Definition at line 1214 of file SegmentedLog.cc.
Core::Buffer LogCabin::Storage::SegmentedLog::serializeProto | ( | const google::protobuf::Message & | in | ) | const [private] |
Prepare a ProtoBuf record to be written to disk.
in | ProtoBuf to be serialized. |
Definition at line 1273 of file SegmentedLog.cc.
std::pair< std::string, FS::File > LogCabin::Storage::SegmentedLog::prepareNewSegment | ( | uint64_t | fileId | ) | [private] |
Opens a file for a new segment and allocates its space on disk.
fileId | ID to use to generate filename; see SegmentPreparer::filenameCounter. |
Definition at line 1321 of file SegmentedLog.cc.
void LogCabin::Storage::SegmentedLog::segmentPreparerMain | ( | ) | [private] |
The main function for the segmentPreparer thread.
Definition at line 1353 of file SegmentedLog.cc.
const Encoding LogCabin::Storage::SegmentedLog::encoding [private] |
Specifies how individual records are stored.
Definition at line 565 of file SegmentedLog.h.
const std::string LogCabin::Storage::SegmentedLog::checksumAlgorithm [private] |
The algorithm to use when writing new records.
When reading records, any available checksum is used.
Definition at line 571 of file SegmentedLog.h.
const uint64_t LogCabin::Storage::SegmentedLog::MAX_SEGMENT_SIZE [private] |
The maximum size in bytes for newly written segments.
Controlled by the 'storageSegmentBytes' config option.
Definition at line 577 of file SegmentedLog.h.
const bool LogCabin::Storage::SegmentedLog::shouldCheckInvariants [private] |
Set to true if checkInvariants() should do its job, or set to false for performance.
Definition at line 583 of file SegmentedLog.h.
const std::chrono::milliseconds LogCabin::Storage::SegmentedLog::diskWriteDurationThreshold [private] |
If a disk operation exceeds this much time, log a warning.
Definition at line 588 of file SegmentedLog.h.
SegmentedLogMetadata::Metadata LogCabin::Storage::SegmentedLog::metadata [private] |
The metadata this class mintains.
This should be combined with the superclass's metadata when being written out to disk.
Reimplemented from LogCabin::Storage::Log.
Definition at line 594 of file SegmentedLog.h.
The directory containing every file this log creates.
Definition at line 599 of file SegmentedLog.h.
A writable OS-level file that contains the entries for the current open segment.

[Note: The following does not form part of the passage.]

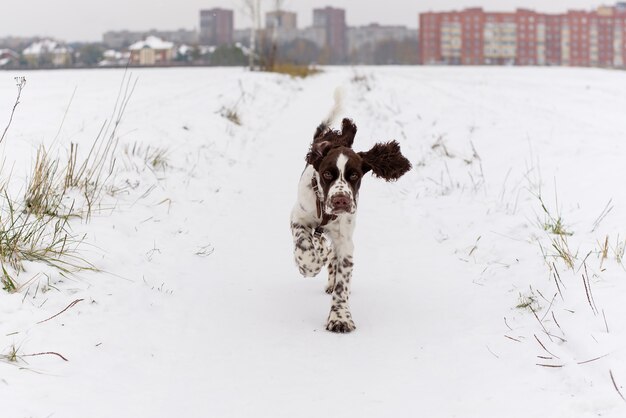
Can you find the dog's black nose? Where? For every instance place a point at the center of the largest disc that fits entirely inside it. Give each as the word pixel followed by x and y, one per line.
pixel 340 202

It is a class invariant that this is always a valid file.
Definition at line 605 of file SegmentedLog.h.
uint64_t LogCabin::Storage::SegmentedLog::logStartIndex [private] |
The index of the first entry in the log, see getLogStartIndex().
Definition at line 610 of file SegmentedLog.h.

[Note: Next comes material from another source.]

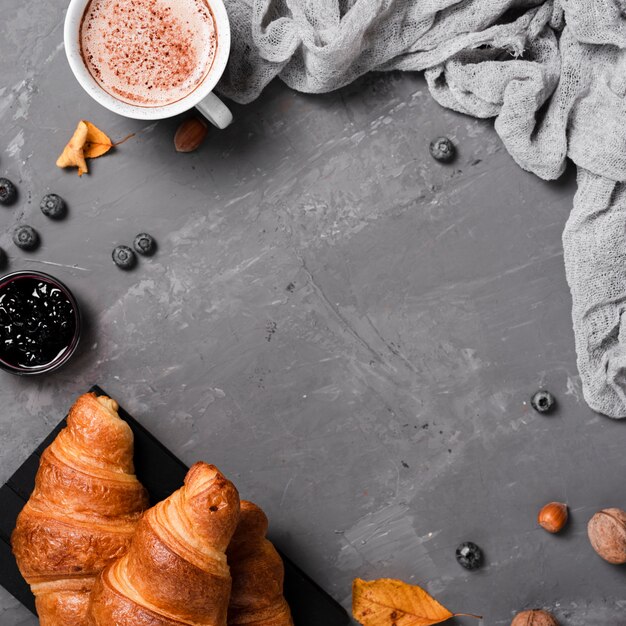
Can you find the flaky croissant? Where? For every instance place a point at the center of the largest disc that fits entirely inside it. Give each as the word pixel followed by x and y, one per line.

std::map<uint64_t, Segment> LogCabin::Storage::SegmentedLog::segmentsByStartIndex [private] |
Ordered map of all closed segments and the open segment, indexed by the startIndex of each segment.

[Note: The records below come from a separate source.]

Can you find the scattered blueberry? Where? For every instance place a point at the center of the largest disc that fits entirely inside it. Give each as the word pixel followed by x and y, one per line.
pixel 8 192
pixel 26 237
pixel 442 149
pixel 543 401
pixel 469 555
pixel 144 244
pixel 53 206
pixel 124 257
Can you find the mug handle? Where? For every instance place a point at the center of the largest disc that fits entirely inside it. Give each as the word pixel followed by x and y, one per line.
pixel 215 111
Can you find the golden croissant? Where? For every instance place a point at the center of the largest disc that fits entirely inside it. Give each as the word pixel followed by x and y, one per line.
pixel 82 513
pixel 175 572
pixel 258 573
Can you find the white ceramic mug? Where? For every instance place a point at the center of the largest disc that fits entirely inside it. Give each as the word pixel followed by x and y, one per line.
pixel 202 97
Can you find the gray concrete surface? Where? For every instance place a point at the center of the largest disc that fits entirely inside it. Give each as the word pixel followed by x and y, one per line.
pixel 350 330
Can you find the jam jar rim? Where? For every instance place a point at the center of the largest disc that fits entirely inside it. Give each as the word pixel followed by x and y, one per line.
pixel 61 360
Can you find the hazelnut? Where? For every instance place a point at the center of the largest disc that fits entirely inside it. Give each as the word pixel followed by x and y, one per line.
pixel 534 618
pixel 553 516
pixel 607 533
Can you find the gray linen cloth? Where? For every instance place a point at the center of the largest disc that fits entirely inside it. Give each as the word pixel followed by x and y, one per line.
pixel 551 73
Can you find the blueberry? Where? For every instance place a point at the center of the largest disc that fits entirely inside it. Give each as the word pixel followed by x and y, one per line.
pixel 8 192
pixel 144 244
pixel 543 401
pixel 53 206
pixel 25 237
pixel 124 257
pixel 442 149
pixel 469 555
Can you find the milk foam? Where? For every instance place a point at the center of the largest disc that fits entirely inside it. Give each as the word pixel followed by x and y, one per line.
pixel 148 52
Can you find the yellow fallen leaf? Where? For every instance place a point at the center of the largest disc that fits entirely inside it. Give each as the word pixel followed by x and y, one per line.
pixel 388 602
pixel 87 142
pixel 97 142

This is used to support all the key operations, such as looking up an entry and truncation.
Definition at line 617 of file SegmentedLog.h.
uint64_t LogCabin::Storage::SegmentedLog::totalClosedSegmentBytes [private] |
The total number of bytes occupied by the closed segments on disk.
Used to calculate getSizeBytes() efficiently.
Definition at line 623 of file SegmentedLog.h.
See PreparedSegments.
Definition at line 628 of file SegmentedLog.h.
std::unique_ptr<SegmentedLog::Sync> LogCabin::Storage::SegmentedLog::currentSync [private] |
Accumulates deferred filesystem operations for append() and truncatePrefix().
Definition at line 634 of file SegmentedLog.h.
Tracks the time it takes to write a metadata file.
Definition at line 639 of file SegmentedLog.h.
Tracks the time it takes to execute wait() on a Sync object.
Definition at line 644 of file SegmentedLog.h.
std::thread LogCabin::Storage::SegmentedLog::segmentPreparer [private] |
Opens files, allocates the to full size, and places them on preparedSegments for the log to use.
Definition at line 650 of file SegmentedLog.h.